La course femmes : Grace Brown s'impose au sprint devant Elisa Longo Borghini Quelle victoire de Grace Brown ! Dans l'échappée du jour, qui s'est révélée être finalement la bonne échappée, l'Australienne a vu les grandes favorites revenir sur elle à une dizaine de kilomètres de l'arrivée. Si chacune a tenté d'attaquer dans le final, la victoire s'est jouée au sprint et la coureuse de la FDJ-Suez, après deux 2e places sur cette épreuve, a cette fois devancé Elisa Longo Borghini et Demi Vollering.

Depuis 2022, l'équipe fait partie des cinq meilleures au monde et vise encore plus loin. Lors de la traditionnelle conférence de presse de début de saison, organisée au sommet de la tour Suez de La Défense le 19 février, le manager général Stephen Delcourt avait prévenu qu'il ne comptait pas freiner ses ambitions. Ce dernier a révélé avoir mis au point un plan sur cinq ans pour que sa formation remporte les neuf courses les plus importantes : les Strade Bianche, le Tour des Flandres, Paris-Roubaix, La Flèche wallonne, l'Amstel Gold Race, le Tour de France, le Giro, la Vuelta et Liège-Bastogne-Liège, qui est donc déjà dans la poche.

4 millions d'euros de budget

"Le but c'est qu'on réduise le cycle de domination de SD Worx et qu'on devienne l'équipe qui domine le sport", a osé Stephen Delcourt, micro en main aux côtés de six de ses coureuses et devant les journalistes. Bien qu'extrêmement ambitieux, son discours a été appuyé par Flavien Soenen, l'un des deux directeurs de la performance, lorsqu'il a été interrogé sur les ambitions de l'équipe sur le prochain Tour de France. "On ne s'interdit rien. On doit rêver de ce qui est le plus beau dans notre sport. Un podium au Tour de France est, je pense, un excellent résultat, mais quand on vise le podium c'est qu'on peut aussi atteindre la gagne", a tranché l'ancien coach de Nairo Quintana et Warren Barguil chez Arkea-Samsic.

FDJ-Suez n'est plus cette équipe entrée en World Tour (le plus haut niveau international) par la petite porte en 2020. Elle a affiché 17 victoires en 2022 et 19 en 2023, des chiffres sans précédent pour celle dont le record était de trois jusqu'en 2021. L'arrivée du groupe Suez en tant que co-sponsor titre juste avant la première édition du Tour de France femmes, il y a deux ans, a donné un gros coup de pouce financier. "On a multiplié notre budget par quatre en quatre ans.

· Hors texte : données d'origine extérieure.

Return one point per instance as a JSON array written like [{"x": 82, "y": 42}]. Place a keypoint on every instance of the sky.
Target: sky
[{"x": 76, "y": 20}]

En 2017, je disais qu'on serait enfin professionnel avec 1 million d'euros de budget. Aujourd'hui, on va passer les 4 millions et je vous dirai que ce n'est pas assez", assume Stephen Delcourt, figure centrale depuis plus de 16 ans et décrit en interne comme un acharné de travail.

Marta Cavalli lors de son succès sur la Flèche wallone 2022, à Huy, le 20 avril 2022. (BENOIT DOPPAGNE / AFP)

En 2024, FDJ-Suez compte dans son effectif plusieurs des têtes d'affiche internationales du peloton féminin, à commencer par Cecilie Ludwig Uttrup. Arrivée en 2020 en tant que première recrue internationale de premier plan, la puncheuse danoise a rapporté 10 victoires, dont une étape du Tour de France. Grace Brown l'a suivie un an plus tard. L'Australienne au gros moteur est double vice-championne du monde du contre-la-montre. L'Italienne Marta Cavalli fait également partie de ce groupe. Elle n'a pas encore eu l'occasion de tirer son plein potentiel à cause de chutes particulièrement douloureuses mais ses succès sur La Flèche wallonne et l'Amstel Gold Race en 2022 ont marqué les esprits.

Vers une arrivée de Demi Vollering en 2025 ?

Evita Muzic est la figure de proue tricolore de l'équipe et sera encore cette année l'une des deux meilleures chances françaises pour le classement général sur le Tour de France, en même temps que Juliette Labous (DSM-Firmenich). Et si l'on en croit La Gazzetta dello sport, FDJ-Suez devrait encore se renforcer la saison prochaine en enregistrant l'arrivée de Demi Vollering (SD Worx-Protime), la vainqueure du dernier Tour de France. Rien que ça.

La rumeur n'a en tout cas pas été démentie par l'équipe française et semble même crédible si l'on se fie au discours de Stephen Delcourt. Avant même les premiers bruissements médiatiques concernant une potentielle arrivée de la Néerlandaise, le patron de FDJ-Suez avait glissé un indice mi-février en répondant à une question portant sur la stratégie à employer pour bousculer l'hégémonie de SD Worx : "On ne croit pas en la fatalité. Nous on a envie de jouer. Il y a des fins de contrat chez elles, ça va bien finir par tourner". Après tout, recruter la tête d'affiche de l'ennemi est une technique efficace. En plus, une place pourrait se libérer dans l'effectif puisque Cecilie Ludwig Uttrup est en fin de contrat à l'issue de la saison.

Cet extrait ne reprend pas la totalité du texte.